While I and the rest of our country celebrate all of our veterans today on #VeteransDay, let us not forget the horrific ways our fellow Americans treated Black military veterans after they risked their lives for their country in foreign lands.
After World War I, Black veterans returned home to the South and were lynched, burned alive and beaten just for daring to walk down the street with their uniforms on. Research shows that at least 20 Black veterans were lynched between 1918-1920.
The charges were on things like "writing an insulting note" or "intimacy with a white woman" in Mississippi, "failure to yield the road" or "wearing his uniform too much" in Georgia, "insulting a white woman" in Arkansas and robbery in Kentucky.
And those are only the ones that we know of, because they were reported in the media.
These men gave their all for their country, and when they returned home, their fellow countrymen betrayed them.

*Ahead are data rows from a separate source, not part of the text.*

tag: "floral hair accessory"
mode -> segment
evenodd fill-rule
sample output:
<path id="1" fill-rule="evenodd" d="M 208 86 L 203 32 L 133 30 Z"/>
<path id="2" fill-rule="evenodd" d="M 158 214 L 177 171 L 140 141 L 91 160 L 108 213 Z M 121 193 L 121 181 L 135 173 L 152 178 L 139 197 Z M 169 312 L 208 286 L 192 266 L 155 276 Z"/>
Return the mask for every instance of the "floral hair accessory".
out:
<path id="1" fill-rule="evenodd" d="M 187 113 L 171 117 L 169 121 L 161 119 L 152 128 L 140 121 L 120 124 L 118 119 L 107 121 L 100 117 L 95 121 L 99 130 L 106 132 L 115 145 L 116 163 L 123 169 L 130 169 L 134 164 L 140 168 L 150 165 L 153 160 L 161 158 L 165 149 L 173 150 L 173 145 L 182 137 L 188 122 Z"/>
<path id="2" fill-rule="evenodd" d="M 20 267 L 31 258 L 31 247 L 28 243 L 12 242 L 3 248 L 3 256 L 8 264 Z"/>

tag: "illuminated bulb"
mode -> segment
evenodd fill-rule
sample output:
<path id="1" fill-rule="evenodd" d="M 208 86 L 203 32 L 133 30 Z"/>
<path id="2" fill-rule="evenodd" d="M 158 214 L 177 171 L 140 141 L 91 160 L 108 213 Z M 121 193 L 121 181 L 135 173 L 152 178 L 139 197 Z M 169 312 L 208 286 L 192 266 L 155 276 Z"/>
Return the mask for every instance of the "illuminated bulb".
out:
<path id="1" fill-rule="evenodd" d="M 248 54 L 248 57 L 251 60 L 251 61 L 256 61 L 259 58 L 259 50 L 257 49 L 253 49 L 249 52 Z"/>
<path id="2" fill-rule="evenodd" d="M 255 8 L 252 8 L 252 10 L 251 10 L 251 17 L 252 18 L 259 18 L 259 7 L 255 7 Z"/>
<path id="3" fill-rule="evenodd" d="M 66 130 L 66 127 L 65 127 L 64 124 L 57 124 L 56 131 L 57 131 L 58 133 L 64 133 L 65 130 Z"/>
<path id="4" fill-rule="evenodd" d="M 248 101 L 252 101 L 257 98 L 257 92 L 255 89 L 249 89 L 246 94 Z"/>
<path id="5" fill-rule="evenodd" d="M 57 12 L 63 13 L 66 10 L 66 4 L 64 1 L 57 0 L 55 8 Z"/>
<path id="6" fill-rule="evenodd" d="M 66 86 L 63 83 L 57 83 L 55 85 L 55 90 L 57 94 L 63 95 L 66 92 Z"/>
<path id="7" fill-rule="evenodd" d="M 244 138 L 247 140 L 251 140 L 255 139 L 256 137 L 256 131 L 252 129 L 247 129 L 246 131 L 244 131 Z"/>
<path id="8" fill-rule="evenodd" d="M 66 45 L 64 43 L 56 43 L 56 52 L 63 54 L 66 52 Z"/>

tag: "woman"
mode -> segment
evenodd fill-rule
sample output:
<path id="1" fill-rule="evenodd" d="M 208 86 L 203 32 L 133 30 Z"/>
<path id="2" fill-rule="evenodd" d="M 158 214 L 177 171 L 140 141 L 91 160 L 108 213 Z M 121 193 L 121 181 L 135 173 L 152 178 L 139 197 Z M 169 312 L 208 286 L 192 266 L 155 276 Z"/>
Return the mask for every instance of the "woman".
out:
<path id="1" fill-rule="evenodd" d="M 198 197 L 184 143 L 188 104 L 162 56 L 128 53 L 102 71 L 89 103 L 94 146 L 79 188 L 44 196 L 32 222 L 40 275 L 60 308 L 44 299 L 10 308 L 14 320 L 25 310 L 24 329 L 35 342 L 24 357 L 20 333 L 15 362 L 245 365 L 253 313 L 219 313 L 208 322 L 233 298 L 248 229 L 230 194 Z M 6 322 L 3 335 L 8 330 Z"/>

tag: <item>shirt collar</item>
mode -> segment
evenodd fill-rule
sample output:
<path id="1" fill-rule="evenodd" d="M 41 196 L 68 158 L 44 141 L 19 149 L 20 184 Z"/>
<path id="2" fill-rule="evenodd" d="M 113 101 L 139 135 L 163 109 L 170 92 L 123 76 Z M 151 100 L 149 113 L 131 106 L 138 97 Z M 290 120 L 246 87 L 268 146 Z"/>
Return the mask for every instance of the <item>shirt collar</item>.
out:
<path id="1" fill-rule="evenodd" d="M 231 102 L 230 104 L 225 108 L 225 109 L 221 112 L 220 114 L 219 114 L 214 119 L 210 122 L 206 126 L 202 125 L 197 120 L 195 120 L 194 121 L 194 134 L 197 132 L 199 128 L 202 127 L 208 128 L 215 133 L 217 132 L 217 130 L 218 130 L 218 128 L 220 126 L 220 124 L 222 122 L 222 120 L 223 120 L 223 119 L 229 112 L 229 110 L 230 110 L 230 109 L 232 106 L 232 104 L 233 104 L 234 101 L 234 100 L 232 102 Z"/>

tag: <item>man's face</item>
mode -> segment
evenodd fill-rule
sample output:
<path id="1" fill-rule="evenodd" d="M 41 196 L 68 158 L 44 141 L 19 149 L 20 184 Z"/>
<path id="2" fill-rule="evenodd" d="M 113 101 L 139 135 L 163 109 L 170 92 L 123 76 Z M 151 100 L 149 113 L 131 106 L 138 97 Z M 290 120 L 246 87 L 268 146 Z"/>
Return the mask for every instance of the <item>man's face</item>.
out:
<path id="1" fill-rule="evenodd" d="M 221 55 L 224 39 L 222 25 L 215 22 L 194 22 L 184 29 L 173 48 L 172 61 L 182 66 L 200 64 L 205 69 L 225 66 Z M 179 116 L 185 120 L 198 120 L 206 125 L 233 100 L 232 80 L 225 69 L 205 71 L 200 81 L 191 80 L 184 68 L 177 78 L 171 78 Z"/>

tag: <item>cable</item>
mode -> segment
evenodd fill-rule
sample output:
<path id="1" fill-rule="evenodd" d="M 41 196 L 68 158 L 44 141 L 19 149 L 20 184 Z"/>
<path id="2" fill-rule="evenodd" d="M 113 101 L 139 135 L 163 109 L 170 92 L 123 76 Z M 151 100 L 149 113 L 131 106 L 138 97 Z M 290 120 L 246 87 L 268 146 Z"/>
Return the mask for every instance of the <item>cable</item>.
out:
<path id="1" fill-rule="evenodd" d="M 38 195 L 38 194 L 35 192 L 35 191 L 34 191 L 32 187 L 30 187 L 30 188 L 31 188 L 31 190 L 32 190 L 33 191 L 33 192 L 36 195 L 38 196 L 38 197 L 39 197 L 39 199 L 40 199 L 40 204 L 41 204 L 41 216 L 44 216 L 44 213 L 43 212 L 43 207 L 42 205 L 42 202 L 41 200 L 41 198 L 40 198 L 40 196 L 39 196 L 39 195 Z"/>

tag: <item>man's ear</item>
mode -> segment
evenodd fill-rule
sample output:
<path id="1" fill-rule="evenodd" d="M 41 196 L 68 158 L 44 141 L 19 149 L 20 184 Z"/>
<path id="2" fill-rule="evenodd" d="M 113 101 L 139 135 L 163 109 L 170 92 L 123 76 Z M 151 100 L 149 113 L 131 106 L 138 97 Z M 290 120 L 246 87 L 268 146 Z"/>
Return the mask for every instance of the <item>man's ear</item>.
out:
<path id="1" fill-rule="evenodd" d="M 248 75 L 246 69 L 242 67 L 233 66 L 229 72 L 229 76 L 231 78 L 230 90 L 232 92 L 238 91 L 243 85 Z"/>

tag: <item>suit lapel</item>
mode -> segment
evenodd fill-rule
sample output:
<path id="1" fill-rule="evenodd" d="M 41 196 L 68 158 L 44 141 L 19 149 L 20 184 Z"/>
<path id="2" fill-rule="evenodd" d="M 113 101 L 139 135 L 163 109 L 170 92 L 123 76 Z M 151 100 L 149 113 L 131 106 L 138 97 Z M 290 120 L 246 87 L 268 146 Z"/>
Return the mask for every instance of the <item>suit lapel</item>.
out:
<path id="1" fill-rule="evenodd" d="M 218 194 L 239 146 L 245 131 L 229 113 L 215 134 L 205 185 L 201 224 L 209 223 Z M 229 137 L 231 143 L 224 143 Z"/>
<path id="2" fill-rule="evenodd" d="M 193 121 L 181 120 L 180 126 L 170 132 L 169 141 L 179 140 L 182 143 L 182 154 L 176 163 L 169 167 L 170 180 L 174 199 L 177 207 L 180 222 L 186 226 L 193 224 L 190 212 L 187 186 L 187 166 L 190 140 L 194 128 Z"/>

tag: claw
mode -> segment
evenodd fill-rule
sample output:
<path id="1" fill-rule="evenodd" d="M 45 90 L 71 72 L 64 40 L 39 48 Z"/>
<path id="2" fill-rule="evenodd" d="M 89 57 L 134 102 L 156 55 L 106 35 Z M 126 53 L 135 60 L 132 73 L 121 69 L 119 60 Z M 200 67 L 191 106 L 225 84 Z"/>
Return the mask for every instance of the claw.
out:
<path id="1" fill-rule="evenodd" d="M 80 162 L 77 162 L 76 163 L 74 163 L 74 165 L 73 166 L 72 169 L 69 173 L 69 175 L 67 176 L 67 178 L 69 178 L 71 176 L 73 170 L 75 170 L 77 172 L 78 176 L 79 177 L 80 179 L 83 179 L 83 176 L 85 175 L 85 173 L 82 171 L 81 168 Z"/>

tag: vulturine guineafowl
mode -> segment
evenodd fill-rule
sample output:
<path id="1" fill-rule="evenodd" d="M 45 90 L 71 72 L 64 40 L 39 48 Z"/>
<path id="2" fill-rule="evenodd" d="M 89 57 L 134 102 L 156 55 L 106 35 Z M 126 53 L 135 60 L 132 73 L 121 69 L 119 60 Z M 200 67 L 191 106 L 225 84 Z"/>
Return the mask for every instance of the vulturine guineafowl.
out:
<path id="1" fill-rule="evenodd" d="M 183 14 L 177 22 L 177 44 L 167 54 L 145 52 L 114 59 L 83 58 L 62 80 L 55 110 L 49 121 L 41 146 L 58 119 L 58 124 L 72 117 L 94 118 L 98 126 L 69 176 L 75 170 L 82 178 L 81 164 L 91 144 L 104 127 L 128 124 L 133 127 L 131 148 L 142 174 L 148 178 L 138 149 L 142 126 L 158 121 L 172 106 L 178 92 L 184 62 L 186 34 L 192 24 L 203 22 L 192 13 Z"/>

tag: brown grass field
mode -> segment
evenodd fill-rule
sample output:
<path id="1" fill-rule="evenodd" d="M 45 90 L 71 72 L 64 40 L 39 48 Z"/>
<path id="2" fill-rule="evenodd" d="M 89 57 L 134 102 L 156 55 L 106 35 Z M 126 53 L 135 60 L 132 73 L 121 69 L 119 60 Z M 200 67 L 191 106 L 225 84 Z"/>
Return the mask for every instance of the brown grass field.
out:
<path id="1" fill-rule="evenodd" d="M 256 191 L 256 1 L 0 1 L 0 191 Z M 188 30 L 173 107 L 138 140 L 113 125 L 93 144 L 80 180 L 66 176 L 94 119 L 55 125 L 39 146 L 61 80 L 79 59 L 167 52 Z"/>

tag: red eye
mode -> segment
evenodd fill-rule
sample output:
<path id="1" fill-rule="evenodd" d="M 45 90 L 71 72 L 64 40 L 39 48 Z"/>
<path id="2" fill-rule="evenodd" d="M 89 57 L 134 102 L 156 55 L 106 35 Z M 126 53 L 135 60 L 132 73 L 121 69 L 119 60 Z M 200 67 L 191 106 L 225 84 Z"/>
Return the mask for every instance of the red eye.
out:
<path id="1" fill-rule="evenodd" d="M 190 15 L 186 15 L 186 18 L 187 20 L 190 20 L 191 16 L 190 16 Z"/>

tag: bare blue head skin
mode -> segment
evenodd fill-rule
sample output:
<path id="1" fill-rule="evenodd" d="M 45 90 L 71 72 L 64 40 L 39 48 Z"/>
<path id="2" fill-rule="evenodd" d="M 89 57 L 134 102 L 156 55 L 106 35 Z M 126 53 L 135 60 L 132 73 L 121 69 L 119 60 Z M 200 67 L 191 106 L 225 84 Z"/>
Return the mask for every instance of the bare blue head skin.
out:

And yet and still, their descendants, their friends and their fellow countrymen and countrywomen of color still made the decision year after year after year to wear the uniform, fight for the United States and bleed for the red, white and blue. That is TRUE patriotism.
When you say "Thank you" to a vet today -- and you should -- also think about those veterans who not only didn't get a thank you, but instead got discriminated against, beaten, shot, burned alive and lynched because their countrymen didn't really believe in red, white and blue.
They believed in white over black.

Thank God that Black veterans believed in the promise of America, even when their countrymen didn't.
Happy #VeteransDay2020 to all of those who served and truly believed that we can still create #AMorePerfectUnion.